By dialing down the confrontational approach she has taken toward Beijing, she could not only ease the cross-Straits tensions, which have been rapidly worsening over the past couple of years, but also prevent the island being recklessly used by Washington as a pawn in its games.
It was the landslide defeat for her Democratic Progressive Party in the mid-term local elections on the island in late 2018 that prompted Tsai to resort to more desperate measures to reverse the situation.
Thus in the second half of her first term with her controvertible stance hitting the island's economy, Tsai became even more purposeful in displaying her secessionist colors in order to curry favor with the US. She eventually tapped into the upheaval instigated by the US in the Hong Kong Special Administrative Region in order to demonize the "one country, two systems" framework, which Beijing has also proposed for the island.

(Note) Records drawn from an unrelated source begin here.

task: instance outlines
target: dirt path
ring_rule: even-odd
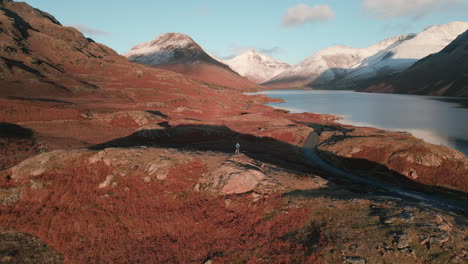
[[[385,183],[381,183],[378,181],[370,180],[364,177],[360,177],[358,175],[354,175],[352,173],[343,171],[339,168],[336,168],[326,161],[320,158],[318,154],[318,150],[316,145],[319,143],[319,135],[316,132],[310,133],[306,142],[304,143],[303,149],[305,156],[315,165],[320,166],[322,169],[327,171],[328,173],[334,174],[339,177],[344,177],[350,179],[355,182],[364,183],[368,185],[372,185],[383,189],[389,192],[390,196],[394,196],[397,198],[403,199],[410,199],[413,201],[417,201],[424,206],[434,207],[434,208],[441,208],[441,209],[449,209],[461,214],[468,214],[468,204],[463,201],[446,199],[435,197],[428,194],[423,194],[415,191],[405,190],[396,186],[388,185]]]

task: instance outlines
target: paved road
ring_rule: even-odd
[[[378,181],[370,180],[364,177],[360,177],[358,175],[354,175],[352,173],[343,171],[341,169],[338,169],[330,164],[328,164],[326,161],[324,161],[322,158],[320,158],[318,154],[318,150],[316,148],[316,145],[319,143],[319,136],[316,132],[310,133],[309,137],[307,138],[306,142],[304,143],[304,153],[306,157],[315,165],[321,167],[324,169],[326,172],[344,177],[347,179],[350,179],[355,182],[360,182],[360,183],[365,183],[368,185],[372,185],[375,187],[378,187],[380,189],[386,190],[389,192],[392,196],[395,196],[397,198],[410,198],[411,200],[416,200],[419,201],[421,204],[430,206],[430,207],[435,207],[435,208],[442,208],[442,209],[449,209],[456,211],[458,213],[462,214],[468,214],[468,202],[464,201],[459,201],[459,200],[452,200],[452,199],[446,199],[446,198],[440,198],[440,197],[435,197],[432,195],[424,194],[424,193],[419,193],[415,191],[410,191],[410,190],[405,190],[396,186],[392,186],[389,184],[381,183]]]

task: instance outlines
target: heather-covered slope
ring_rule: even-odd
[[[97,87],[89,73],[124,62],[112,49],[26,3],[0,3],[0,95],[65,95]]]
[[[468,97],[468,31],[440,52],[362,91]]]

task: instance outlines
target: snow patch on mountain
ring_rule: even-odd
[[[401,72],[418,60],[441,51],[467,29],[467,22],[451,22],[428,27],[414,37],[396,43],[397,45],[390,45],[356,64],[343,81]]]
[[[162,34],[151,41],[134,46],[123,55],[133,62],[150,66],[216,61],[191,37],[182,33]]]
[[[356,67],[359,62],[377,53],[379,50],[394,46],[396,43],[411,37],[413,35],[400,35],[362,49],[347,46],[325,48],[275,76],[267,83],[296,80],[300,85],[313,81],[317,81],[317,84],[325,84],[334,79],[344,77],[349,72],[349,69]]]
[[[249,50],[237,57],[224,61],[231,69],[247,79],[263,83],[291,67],[289,64]]]

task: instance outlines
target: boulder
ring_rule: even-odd
[[[262,170],[262,164],[243,154],[233,155],[213,170],[201,184],[201,190],[223,194],[262,192],[268,186],[280,185]]]

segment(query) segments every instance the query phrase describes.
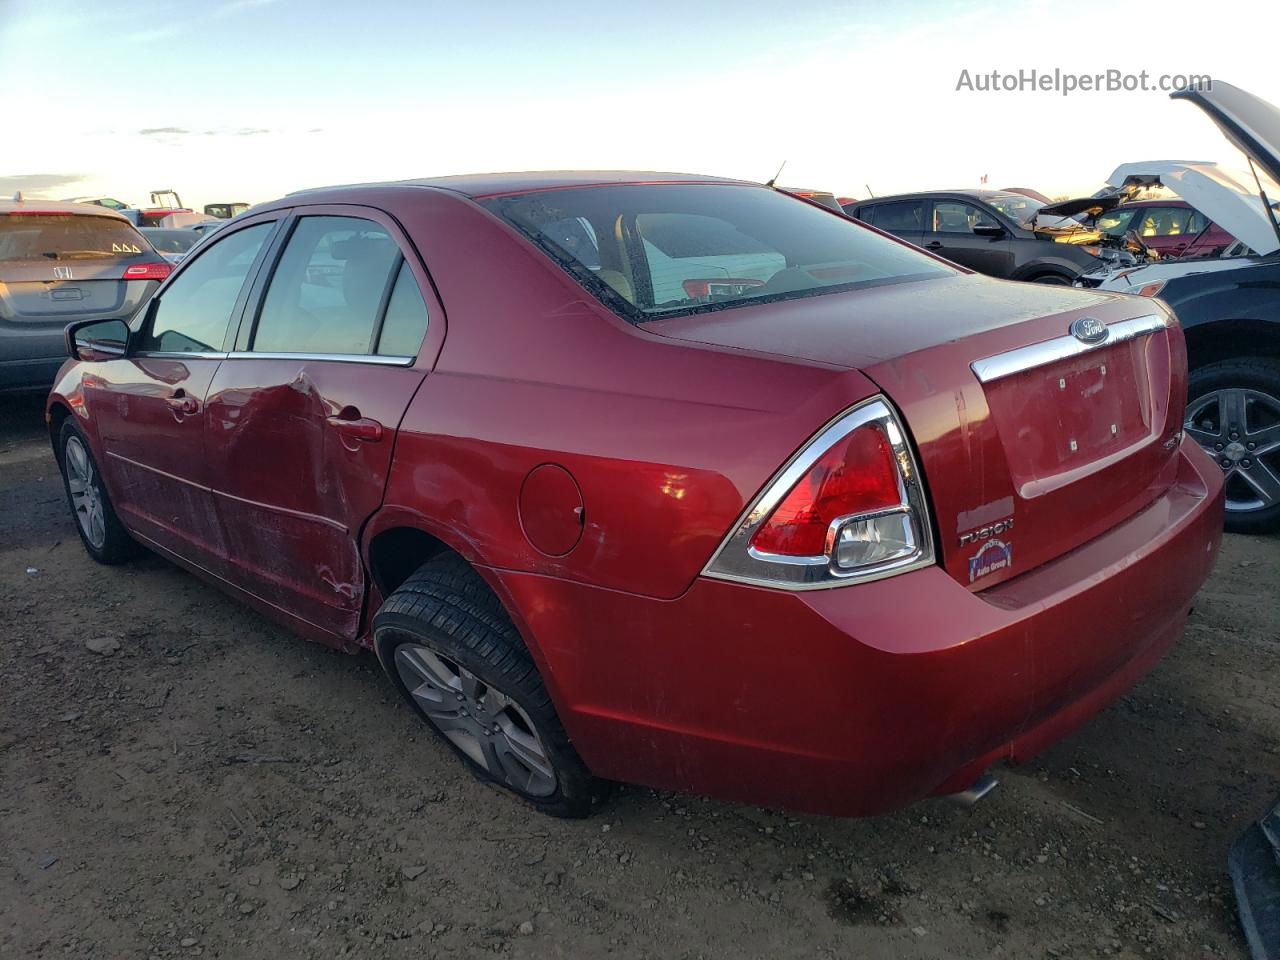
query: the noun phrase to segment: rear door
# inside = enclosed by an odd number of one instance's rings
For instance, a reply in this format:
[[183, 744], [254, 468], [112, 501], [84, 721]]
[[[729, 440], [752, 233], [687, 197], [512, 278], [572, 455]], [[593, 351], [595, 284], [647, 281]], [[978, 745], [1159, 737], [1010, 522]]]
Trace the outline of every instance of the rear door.
[[890, 200], [859, 208], [858, 219], [919, 246], [924, 234], [927, 200]]
[[209, 496], [205, 395], [275, 227], [247, 225], [204, 248], [148, 304], [129, 356], [84, 378], [126, 525], [214, 573], [226, 551]]
[[66, 359], [63, 327], [132, 316], [167, 273], [119, 217], [39, 208], [0, 214], [0, 387], [47, 386]]
[[210, 485], [229, 579], [340, 642], [360, 622], [358, 534], [382, 502], [425, 376], [416, 356], [441, 313], [382, 212], [307, 208], [286, 234], [209, 391]]
[[934, 200], [921, 246], [970, 270], [991, 277], [1009, 276], [1013, 272], [1013, 240], [1008, 231], [999, 237], [987, 237], [974, 233], [975, 227], [1004, 229], [994, 216], [975, 204]]

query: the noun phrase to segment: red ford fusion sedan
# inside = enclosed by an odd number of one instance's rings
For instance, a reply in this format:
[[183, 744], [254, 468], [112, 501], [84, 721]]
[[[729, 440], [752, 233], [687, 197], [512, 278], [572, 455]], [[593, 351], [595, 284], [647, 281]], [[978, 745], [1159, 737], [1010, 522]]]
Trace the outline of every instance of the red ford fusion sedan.
[[95, 559], [371, 647], [563, 816], [610, 780], [965, 790], [1168, 649], [1222, 528], [1159, 301], [735, 181], [293, 194], [67, 341], [49, 430]]

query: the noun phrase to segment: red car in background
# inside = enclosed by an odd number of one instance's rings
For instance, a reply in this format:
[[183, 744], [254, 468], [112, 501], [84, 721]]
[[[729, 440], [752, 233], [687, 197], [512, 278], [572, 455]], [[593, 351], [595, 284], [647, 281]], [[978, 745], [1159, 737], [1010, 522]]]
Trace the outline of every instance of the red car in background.
[[67, 338], [93, 557], [372, 647], [557, 815], [605, 779], [846, 815], [968, 788], [1127, 690], [1221, 536], [1159, 301], [753, 184], [294, 194]]
[[1133, 200], [1098, 217], [1113, 237], [1130, 230], [1162, 257], [1216, 257], [1236, 238], [1185, 200]]

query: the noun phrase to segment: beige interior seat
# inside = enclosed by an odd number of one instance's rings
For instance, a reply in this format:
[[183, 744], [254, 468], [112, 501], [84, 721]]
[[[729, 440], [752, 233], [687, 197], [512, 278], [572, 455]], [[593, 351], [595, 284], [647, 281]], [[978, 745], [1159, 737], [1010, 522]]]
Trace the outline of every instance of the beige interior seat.
[[613, 288], [618, 296], [627, 303], [636, 302], [635, 292], [631, 289], [631, 281], [619, 270], [597, 270], [596, 276]]

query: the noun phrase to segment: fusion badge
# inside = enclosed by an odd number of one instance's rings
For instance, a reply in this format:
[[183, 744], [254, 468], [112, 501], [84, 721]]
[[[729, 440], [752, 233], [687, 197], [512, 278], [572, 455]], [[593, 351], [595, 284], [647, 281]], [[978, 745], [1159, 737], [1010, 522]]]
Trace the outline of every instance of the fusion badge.
[[988, 540], [969, 558], [969, 582], [1013, 564], [1013, 547], [1003, 540]]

The climax of Tsai's efforts to create a pro-secessionist atmosphere on the island came at the end of last year, when the DPP forced through the island's so-called Anti-Infiltration Law to legalize its power to not only identify and label "infiltrators", but also punish them. Which is nothing but a scheme to enshroud the island in a McCarthy-style witch hunt to its own advantage.

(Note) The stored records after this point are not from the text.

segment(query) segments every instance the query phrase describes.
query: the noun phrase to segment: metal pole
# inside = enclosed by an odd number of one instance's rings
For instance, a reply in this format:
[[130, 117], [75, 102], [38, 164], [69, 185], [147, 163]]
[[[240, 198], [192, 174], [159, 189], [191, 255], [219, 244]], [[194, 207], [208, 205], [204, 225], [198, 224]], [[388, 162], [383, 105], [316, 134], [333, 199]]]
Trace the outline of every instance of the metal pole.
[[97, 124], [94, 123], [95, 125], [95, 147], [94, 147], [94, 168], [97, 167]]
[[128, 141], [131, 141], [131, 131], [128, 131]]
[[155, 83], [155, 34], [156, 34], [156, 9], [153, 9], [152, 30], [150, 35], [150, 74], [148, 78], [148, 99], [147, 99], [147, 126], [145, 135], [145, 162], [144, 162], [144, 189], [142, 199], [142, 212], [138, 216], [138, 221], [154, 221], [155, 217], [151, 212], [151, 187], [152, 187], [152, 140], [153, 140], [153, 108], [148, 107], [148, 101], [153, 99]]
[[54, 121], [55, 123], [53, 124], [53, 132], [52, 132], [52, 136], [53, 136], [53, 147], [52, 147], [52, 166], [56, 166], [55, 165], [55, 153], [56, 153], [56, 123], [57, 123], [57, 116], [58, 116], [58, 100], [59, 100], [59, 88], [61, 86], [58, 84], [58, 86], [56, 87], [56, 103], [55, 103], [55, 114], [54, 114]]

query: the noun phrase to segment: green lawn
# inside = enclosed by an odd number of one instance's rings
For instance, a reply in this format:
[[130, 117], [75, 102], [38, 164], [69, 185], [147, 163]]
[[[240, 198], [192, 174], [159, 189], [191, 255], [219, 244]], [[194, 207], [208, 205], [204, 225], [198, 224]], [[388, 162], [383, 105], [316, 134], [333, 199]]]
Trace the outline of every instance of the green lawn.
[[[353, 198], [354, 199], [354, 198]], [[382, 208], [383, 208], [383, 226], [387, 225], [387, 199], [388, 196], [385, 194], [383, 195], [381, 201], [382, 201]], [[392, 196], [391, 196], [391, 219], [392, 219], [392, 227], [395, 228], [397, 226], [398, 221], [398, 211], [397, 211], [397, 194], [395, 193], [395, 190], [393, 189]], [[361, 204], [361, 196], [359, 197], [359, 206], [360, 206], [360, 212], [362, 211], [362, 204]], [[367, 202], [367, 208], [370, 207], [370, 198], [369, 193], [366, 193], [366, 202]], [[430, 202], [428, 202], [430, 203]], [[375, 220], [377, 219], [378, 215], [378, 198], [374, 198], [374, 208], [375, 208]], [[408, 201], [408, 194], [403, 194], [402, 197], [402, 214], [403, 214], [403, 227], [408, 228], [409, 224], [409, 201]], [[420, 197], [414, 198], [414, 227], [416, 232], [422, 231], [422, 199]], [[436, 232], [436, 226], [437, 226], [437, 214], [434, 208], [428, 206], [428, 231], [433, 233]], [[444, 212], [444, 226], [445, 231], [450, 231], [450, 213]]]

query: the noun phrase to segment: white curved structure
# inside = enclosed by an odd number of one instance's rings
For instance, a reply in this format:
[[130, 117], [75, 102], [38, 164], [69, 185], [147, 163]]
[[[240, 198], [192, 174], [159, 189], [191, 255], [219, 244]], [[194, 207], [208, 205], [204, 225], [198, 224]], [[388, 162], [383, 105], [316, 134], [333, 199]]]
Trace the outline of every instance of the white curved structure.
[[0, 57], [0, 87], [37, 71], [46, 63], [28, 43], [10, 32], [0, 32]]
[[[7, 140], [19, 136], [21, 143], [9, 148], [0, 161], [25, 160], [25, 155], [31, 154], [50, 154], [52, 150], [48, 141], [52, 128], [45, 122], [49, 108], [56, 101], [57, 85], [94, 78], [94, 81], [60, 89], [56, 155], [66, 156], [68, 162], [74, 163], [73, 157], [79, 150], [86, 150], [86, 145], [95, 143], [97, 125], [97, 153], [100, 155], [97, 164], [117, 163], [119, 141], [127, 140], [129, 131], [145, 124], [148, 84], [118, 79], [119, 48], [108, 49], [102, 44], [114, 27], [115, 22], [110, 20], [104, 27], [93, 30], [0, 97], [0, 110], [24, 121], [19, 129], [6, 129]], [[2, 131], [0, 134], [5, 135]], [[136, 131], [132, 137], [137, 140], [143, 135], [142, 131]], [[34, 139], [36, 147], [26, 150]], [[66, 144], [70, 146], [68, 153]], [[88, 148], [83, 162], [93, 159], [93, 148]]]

The Tsai administration turned to such tactics in order to cover up its inability to address the economic and livelihood problems on the island, which it has so far left unattended.

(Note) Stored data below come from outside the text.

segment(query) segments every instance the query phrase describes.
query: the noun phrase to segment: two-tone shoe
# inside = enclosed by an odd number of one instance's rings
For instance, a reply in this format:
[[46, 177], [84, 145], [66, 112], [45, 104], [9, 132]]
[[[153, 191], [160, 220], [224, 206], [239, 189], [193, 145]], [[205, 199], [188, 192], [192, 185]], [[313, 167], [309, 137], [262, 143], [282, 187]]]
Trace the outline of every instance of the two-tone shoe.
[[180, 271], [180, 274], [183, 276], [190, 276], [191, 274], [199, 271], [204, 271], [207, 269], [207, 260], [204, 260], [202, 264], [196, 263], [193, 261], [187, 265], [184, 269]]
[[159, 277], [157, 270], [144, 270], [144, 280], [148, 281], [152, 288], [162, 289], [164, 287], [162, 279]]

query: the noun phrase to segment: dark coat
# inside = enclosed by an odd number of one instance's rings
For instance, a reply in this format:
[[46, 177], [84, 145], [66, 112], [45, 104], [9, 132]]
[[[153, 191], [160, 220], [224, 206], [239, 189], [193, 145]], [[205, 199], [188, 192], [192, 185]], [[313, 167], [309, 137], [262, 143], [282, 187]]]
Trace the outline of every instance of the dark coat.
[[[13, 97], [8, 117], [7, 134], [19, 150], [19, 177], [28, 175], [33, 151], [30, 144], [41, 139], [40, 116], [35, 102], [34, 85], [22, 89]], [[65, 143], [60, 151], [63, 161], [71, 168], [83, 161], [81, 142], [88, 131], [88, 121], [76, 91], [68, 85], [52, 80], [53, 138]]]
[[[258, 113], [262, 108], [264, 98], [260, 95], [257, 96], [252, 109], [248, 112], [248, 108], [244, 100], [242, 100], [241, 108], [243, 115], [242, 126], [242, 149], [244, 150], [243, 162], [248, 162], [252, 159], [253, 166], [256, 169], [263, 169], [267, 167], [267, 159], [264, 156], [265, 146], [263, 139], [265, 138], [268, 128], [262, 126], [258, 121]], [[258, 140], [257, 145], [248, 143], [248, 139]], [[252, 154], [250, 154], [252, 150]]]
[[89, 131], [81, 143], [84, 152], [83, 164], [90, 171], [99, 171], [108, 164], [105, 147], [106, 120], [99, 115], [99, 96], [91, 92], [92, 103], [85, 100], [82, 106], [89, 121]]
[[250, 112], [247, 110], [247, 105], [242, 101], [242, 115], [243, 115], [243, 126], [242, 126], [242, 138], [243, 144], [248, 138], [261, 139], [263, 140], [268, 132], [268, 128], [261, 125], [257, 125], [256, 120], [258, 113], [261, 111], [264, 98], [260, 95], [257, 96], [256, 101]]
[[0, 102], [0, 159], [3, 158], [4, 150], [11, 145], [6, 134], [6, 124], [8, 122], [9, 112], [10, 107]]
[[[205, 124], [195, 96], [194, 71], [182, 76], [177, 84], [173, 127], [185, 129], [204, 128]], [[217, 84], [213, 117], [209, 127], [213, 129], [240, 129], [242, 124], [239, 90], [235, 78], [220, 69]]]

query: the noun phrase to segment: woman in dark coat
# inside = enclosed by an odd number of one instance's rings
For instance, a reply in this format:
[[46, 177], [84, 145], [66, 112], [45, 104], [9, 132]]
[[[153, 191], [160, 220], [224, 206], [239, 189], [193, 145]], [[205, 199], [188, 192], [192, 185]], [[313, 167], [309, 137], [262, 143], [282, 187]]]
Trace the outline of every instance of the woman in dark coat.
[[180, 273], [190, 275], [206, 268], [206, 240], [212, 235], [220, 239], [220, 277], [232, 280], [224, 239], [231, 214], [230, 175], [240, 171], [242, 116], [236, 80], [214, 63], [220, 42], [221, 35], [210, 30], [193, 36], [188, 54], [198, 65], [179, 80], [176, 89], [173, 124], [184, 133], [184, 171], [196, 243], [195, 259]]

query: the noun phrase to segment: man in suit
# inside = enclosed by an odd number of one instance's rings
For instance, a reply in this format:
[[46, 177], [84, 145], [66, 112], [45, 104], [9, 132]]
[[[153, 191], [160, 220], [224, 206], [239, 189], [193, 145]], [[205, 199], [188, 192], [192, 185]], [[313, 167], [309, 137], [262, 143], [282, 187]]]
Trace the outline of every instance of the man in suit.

Unfortunately, her words and actions after the election suggest that rather than reflecting on the damage her first term in office has done to cross-Straits relations, Tsai will double down on that approach. Meeting with William Brent Christensen, a US diplomat who is director of the American Institute in Taiwan, on Sunday, she praised the US administration for its support and expressed her hope she would be able to strengthen her ties with the US administration.
Although she also professes to want dialogue with Beijing, she intentionally omitted the fact that it can only happen under the one-China principle established by the 1992 Consensus. Seemingly extending the olive branch to Beijing while buttoning her lips up on this suggests that she intends to continue with her truculent ways and has no qualms about dissembling.
But having grabbed onto the coattails of the US' maximum pressure strategy against the Chinese mainland as her political lifeline, she should now let go. Continuing to push for separatism will only aggravate confrontation with the mainland. She should be aware that Beijing means what it says when it asserts it will never allow any pro-independence forces to separate Taiwan from China under any name or in any form.
And whether she accepts it or not, Tsai is trying to futilely hold back time. She cannot reverse the ever-deepening cross-Straits integration or the fact that Taiwan's reunification with the motherland is an unstoppable historical trend.